Nov 24, 2020 - 9:59
Francisco critica negacionistas e apela a mudanças profundas na sociedade, falando na «hora da verdade»
Lisboa, 24 nov 2020 (Ecclesia) – O Papa
defende no novo livro intitulado ‘Vamos sonhar juntos’, escrito com o
jornalista Austen Ivereigh, seu biógrafo, que a pandemia representa a “hora da
verdade” para que a humanidade promova mudanças de fundo contra a injustiça e a
desigualdade.
“A crise da Covid-19 parece única porque
atinge a maior parte da humanidade. Mas é especial apenas pela sua
visibilidade: existem mil outras crises igualmente terríveis, mas dado que para
alguns de nós parecem distantes, comportamo-nos como se não tivéssemos nada a
ver com isso”, refere Francisco, numa das passagens da obra, divulgadas pelo
Vaticano e pela imprensa.
O Papa aborda questões como as guerras,
tráfico de armas, migrações e refugiados, pobreza e fome ou as alterações
climáticas.
A obra, que vai chegar às bancas a 1 de
dezembro, deixa críticas aos “negacionistas” da pandemia, lamentando que estes
manifestantes não protestem também diante de situações de violência ou racismo,
dando como exemplo a morte do afro-americano George Floyd (25 de maio).
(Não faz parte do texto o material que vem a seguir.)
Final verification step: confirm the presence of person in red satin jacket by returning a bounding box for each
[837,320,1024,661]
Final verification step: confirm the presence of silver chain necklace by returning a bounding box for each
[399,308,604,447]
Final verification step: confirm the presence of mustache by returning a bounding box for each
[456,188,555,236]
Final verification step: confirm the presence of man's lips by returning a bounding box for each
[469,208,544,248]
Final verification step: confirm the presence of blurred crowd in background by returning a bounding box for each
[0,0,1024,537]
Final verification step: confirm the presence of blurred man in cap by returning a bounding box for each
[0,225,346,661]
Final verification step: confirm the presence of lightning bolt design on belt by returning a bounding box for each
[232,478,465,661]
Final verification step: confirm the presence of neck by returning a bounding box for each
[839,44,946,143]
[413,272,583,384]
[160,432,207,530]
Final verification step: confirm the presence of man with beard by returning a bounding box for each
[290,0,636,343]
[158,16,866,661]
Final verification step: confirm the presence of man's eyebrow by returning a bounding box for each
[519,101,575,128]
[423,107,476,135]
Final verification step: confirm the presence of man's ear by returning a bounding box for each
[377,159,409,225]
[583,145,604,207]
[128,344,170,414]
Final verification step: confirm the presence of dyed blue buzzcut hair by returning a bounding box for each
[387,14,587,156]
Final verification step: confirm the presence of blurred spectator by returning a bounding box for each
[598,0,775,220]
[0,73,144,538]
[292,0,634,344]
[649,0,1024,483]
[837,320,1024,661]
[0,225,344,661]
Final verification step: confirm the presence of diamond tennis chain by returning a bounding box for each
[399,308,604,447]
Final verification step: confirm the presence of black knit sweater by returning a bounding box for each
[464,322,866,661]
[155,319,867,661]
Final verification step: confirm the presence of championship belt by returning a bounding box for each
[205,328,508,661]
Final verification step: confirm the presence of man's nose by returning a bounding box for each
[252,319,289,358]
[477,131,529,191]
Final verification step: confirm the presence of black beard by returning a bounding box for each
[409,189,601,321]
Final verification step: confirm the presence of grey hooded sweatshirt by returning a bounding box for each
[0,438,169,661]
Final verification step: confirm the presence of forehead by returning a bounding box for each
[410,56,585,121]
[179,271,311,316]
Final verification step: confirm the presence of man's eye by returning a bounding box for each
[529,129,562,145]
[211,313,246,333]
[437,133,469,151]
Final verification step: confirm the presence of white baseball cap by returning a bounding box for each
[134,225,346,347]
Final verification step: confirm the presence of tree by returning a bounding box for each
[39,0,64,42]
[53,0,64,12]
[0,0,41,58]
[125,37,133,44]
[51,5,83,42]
“Alguns grupos têm protestado,
recusando-se a manter a distância, manifestando-se contra as restrições às
viagens – como se as medidas que os governos devem impor para o bem do seu povo
constituíssem uma espécie de ataque político à liberdade individual”, indica o
Papa.
Francisco fala em pessoas “incapazes de
sair do seu pequeno mundo de interesses”, alertando para situações de crise
social, como “as favelas, onde as crianças carecem de água e educação”.
Em conversa com Ivereigh, o Papa explica
que a sua preocupação com a ecologia está ligada à defesa da vida humana, ao
contrário do que referem alguns dos seus críticos.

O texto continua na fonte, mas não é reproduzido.